C'est en relisant l'article de l'AFP, publié en 2008, et que j'avais partagé sur mon ancien blog, que m'est venue l'idée d'aller un peu plus loin. En effet, il y était stipulé que d'autres mises en scènes inspirées par le scénario d'Orson Welles avaient aussi provoqué des paniques au Chili et en Équateur. Profitant de la mise à jour du premier, je suis donc allée à la pêche pour vous présenter les deux autres transmissions radiophoniques sur des fausses invasions martiennes.

LA GUERRE DES MONDES D'ORSON WELLES (1938)

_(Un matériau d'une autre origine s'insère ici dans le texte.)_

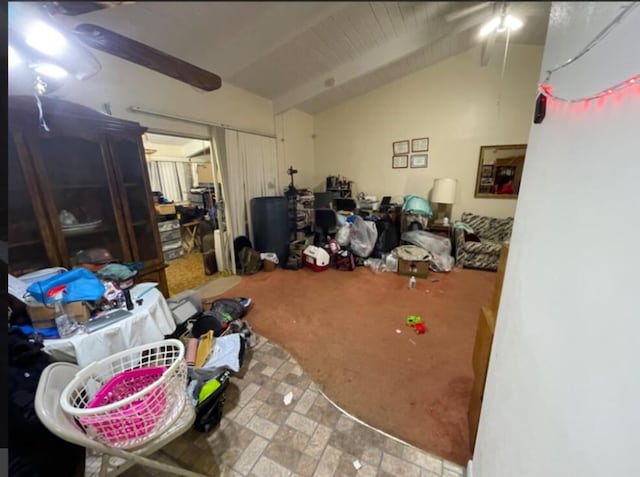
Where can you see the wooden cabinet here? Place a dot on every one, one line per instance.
(482, 348)
(81, 184)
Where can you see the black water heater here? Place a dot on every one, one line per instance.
(270, 223)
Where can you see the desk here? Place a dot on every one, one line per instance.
(150, 322)
(190, 238)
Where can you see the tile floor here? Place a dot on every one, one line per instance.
(260, 436)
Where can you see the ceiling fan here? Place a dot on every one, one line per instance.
(39, 40)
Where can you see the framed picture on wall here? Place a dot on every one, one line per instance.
(419, 160)
(487, 171)
(401, 147)
(420, 144)
(400, 162)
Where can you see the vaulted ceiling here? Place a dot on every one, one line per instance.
(314, 55)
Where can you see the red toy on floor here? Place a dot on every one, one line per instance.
(415, 322)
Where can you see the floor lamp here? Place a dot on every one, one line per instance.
(443, 195)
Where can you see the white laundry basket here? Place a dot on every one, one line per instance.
(131, 397)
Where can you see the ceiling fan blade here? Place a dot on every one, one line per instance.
(79, 8)
(131, 50)
(457, 14)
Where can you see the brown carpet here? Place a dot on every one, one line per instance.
(341, 327)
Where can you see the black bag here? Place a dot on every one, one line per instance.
(229, 306)
(250, 261)
(33, 448)
(345, 261)
(209, 411)
(388, 237)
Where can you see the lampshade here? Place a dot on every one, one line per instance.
(444, 191)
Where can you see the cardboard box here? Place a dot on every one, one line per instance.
(418, 269)
(165, 209)
(40, 314)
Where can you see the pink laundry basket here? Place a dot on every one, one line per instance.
(131, 397)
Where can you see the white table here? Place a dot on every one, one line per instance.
(149, 322)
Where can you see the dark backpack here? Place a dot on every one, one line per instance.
(250, 261)
(345, 261)
(28, 458)
(388, 237)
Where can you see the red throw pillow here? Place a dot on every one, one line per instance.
(468, 237)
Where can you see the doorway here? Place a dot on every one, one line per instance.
(183, 182)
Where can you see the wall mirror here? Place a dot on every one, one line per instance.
(500, 171)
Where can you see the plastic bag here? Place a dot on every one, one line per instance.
(376, 265)
(363, 236)
(435, 244)
(391, 262)
(272, 257)
(343, 235)
(439, 247)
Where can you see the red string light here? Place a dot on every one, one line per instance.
(545, 89)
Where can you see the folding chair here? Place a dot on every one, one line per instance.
(54, 379)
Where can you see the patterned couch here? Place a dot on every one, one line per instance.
(485, 254)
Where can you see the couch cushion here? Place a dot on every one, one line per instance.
(486, 246)
(490, 228)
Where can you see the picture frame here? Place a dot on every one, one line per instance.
(401, 147)
(500, 171)
(400, 162)
(487, 171)
(419, 160)
(420, 144)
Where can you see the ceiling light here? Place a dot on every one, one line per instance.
(513, 23)
(501, 24)
(14, 57)
(45, 39)
(52, 71)
(490, 26)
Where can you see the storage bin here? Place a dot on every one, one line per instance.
(173, 254)
(170, 235)
(168, 225)
(171, 245)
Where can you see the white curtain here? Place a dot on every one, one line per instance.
(251, 170)
(183, 173)
(154, 176)
(173, 179)
(169, 181)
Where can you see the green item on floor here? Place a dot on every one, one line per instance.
(208, 389)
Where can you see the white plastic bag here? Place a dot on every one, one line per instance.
(272, 257)
(376, 265)
(363, 235)
(343, 235)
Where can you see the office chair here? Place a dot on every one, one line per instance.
(346, 203)
(325, 224)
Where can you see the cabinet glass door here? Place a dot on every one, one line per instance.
(27, 251)
(81, 188)
(130, 165)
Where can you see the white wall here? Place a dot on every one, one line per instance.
(454, 103)
(295, 147)
(563, 391)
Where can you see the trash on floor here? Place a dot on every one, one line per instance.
(415, 322)
(288, 398)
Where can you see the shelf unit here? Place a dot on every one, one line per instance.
(90, 165)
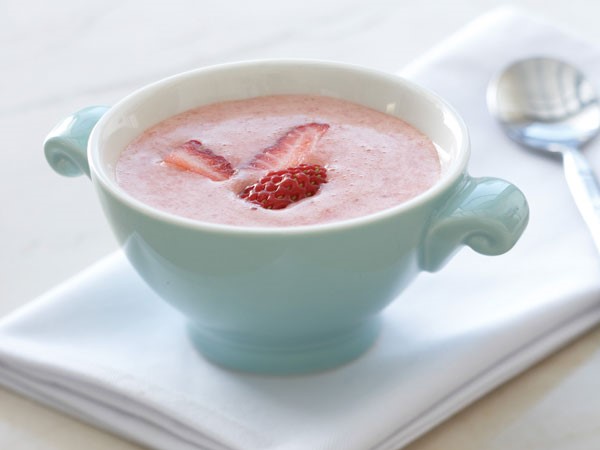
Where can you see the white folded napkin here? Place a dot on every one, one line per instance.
(104, 348)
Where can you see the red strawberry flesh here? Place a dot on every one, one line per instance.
(195, 157)
(279, 189)
(291, 149)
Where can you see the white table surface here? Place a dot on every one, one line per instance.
(61, 55)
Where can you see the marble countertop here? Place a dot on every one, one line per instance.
(59, 56)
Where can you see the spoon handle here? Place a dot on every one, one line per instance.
(585, 189)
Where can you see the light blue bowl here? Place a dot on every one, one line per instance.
(299, 299)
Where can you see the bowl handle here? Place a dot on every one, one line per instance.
(65, 146)
(487, 214)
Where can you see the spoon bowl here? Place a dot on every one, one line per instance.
(545, 104)
(548, 105)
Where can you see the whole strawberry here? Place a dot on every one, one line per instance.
(280, 188)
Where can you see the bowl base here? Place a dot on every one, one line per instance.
(279, 359)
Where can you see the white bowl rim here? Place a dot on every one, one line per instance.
(455, 172)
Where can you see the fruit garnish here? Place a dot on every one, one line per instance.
(195, 157)
(280, 188)
(291, 149)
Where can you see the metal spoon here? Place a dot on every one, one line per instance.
(548, 105)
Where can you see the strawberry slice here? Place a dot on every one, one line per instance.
(195, 157)
(291, 149)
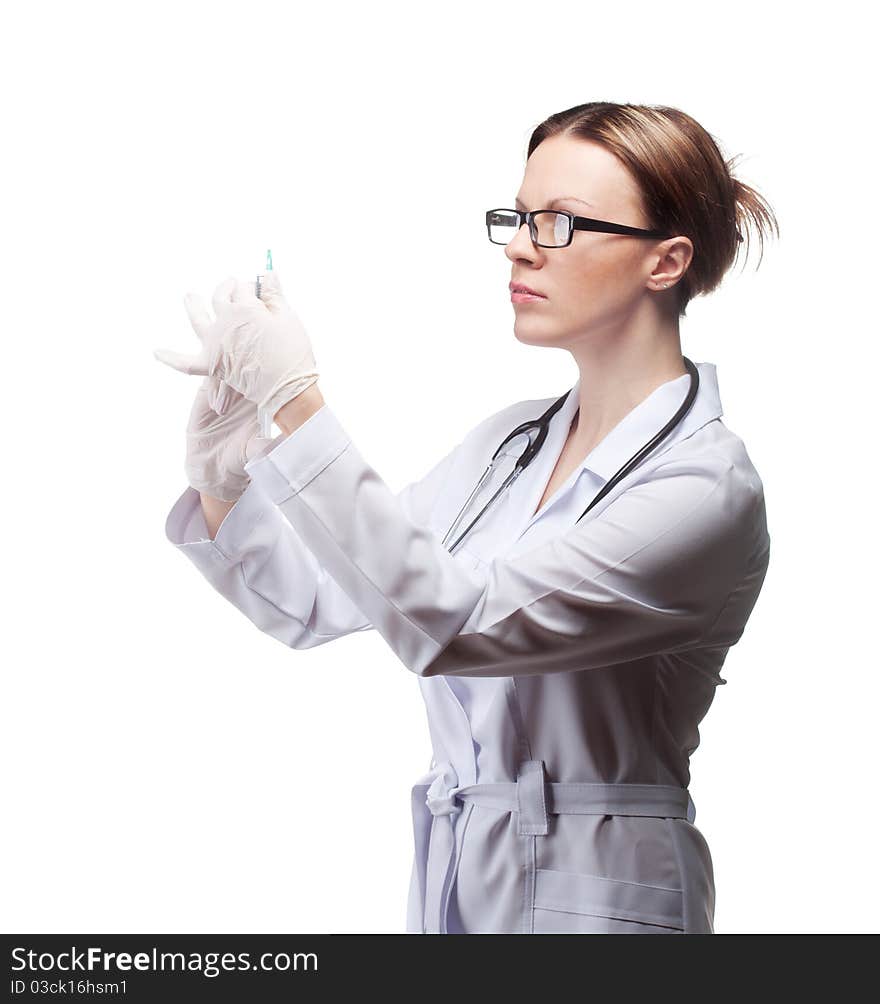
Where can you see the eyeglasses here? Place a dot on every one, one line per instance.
(551, 229)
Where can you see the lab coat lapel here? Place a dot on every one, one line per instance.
(626, 439)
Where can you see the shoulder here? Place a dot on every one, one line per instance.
(709, 480)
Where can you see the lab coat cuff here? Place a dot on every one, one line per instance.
(298, 458)
(186, 528)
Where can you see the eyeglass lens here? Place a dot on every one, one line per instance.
(553, 228)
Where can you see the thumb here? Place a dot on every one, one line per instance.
(192, 364)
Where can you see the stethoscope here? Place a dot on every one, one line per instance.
(536, 430)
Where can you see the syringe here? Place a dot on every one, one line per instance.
(265, 420)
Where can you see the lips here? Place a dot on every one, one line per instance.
(518, 287)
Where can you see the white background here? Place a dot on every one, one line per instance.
(168, 767)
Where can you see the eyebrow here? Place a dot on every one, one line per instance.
(562, 198)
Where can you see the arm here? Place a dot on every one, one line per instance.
(257, 561)
(650, 571)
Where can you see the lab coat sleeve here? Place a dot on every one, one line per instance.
(672, 563)
(258, 562)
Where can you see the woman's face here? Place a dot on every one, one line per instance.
(596, 285)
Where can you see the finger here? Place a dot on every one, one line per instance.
(192, 364)
(221, 299)
(271, 286)
(198, 312)
(222, 398)
(245, 293)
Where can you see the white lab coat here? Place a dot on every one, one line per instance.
(566, 666)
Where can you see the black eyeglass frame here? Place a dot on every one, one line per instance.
(575, 223)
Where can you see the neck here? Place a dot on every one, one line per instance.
(616, 377)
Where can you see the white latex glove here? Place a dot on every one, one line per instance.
(258, 346)
(218, 446)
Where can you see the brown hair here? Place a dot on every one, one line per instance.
(687, 186)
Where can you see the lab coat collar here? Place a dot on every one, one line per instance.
(646, 420)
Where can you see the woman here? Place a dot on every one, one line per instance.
(566, 662)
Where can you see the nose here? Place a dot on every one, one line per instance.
(520, 245)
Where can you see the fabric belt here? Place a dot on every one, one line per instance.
(533, 798)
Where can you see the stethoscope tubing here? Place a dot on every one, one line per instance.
(541, 426)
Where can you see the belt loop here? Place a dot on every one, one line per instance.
(530, 800)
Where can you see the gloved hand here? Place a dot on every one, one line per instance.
(218, 446)
(256, 345)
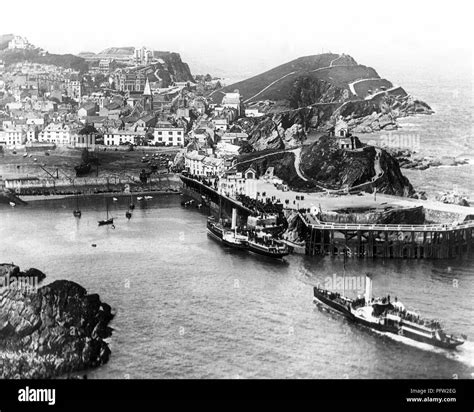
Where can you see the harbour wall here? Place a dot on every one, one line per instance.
(89, 185)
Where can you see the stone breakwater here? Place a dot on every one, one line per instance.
(51, 330)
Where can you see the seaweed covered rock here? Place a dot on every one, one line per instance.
(49, 330)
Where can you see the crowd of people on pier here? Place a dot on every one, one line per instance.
(270, 206)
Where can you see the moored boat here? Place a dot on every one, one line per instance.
(264, 244)
(108, 220)
(214, 229)
(383, 315)
(234, 240)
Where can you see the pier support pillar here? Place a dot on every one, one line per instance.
(234, 218)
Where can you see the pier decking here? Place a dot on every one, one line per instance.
(430, 241)
(441, 241)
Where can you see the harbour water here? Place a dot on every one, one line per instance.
(188, 308)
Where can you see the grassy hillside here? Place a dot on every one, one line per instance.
(68, 61)
(319, 71)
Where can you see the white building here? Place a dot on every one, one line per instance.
(168, 135)
(19, 42)
(13, 136)
(233, 100)
(201, 165)
(234, 184)
(57, 133)
(121, 137)
(227, 149)
(220, 123)
(252, 113)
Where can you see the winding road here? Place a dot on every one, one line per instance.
(271, 84)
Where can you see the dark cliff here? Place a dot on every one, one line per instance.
(50, 330)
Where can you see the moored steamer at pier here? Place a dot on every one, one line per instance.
(383, 315)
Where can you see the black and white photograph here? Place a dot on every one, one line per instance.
(256, 194)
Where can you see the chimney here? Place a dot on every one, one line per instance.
(368, 287)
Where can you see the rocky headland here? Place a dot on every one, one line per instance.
(408, 159)
(51, 330)
(309, 94)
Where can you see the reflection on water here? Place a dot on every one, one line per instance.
(186, 307)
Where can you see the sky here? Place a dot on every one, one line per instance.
(245, 37)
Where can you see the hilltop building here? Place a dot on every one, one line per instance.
(233, 100)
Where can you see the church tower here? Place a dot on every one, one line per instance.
(147, 97)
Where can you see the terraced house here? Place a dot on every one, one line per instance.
(60, 134)
(167, 134)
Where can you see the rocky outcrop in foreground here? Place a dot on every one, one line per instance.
(50, 330)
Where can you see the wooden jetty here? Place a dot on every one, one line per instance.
(439, 241)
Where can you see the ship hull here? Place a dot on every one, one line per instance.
(263, 251)
(214, 232)
(399, 330)
(239, 246)
(342, 309)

La dramatisation radiophonique par Orson Welles du roman La guerre des mondes a démontré la capacité des médias à susciter une vague de panique. L'ouvrage de science-fiction du britannique H.G. Wells, qui relate une attaque de martiens en Grande-Bretagne, avait inspiré le scénario du programme diffusé aux États-Unis sur les ondes de CBS le 30 octobre 1938, à la veille d'Halloween.
 

« Mesdames et messieurs. Nous interrompons notre programme musical pour vous faire part d’un bulletin spécial des nouvelles radiophoniques intercontinentales. A 19h30heure de Greenwich, le professeur Farel de l’observatoire de … à Chicago, Illinois, a signalé plusieurs explosions de gaz incandescent produisant à intervalles réguliers à la surface de la planète Mars :
« Il se passe quelque chose une forme arrondie émerge du cratère, il a une bouche en forme de bec, avec de la salive ; ce monstre vivant et frémissant, cette chose, peut à peine bouger ; la chose se dresse à présent et la foule reflue. Seigneur ! Ils prennent feu ! Le champ tout entier est la proie des flammes… Au moins quarante personnes, parmi lesquelles six soldats, sont mortes dans un champ à l’est… »
Mesdames et messieurs, l’heure est grave. Cela peut paraître absolument incroyable, mais les observations scientifiques ainsi que nos propres yeux nous amènent à la conclusion irréfutable que les étranges créatures qui ont atterri dans les champs du New Jersey, ce soir, sont l’avant-garde d’une armée d’invasion venue de la Planète Mars. »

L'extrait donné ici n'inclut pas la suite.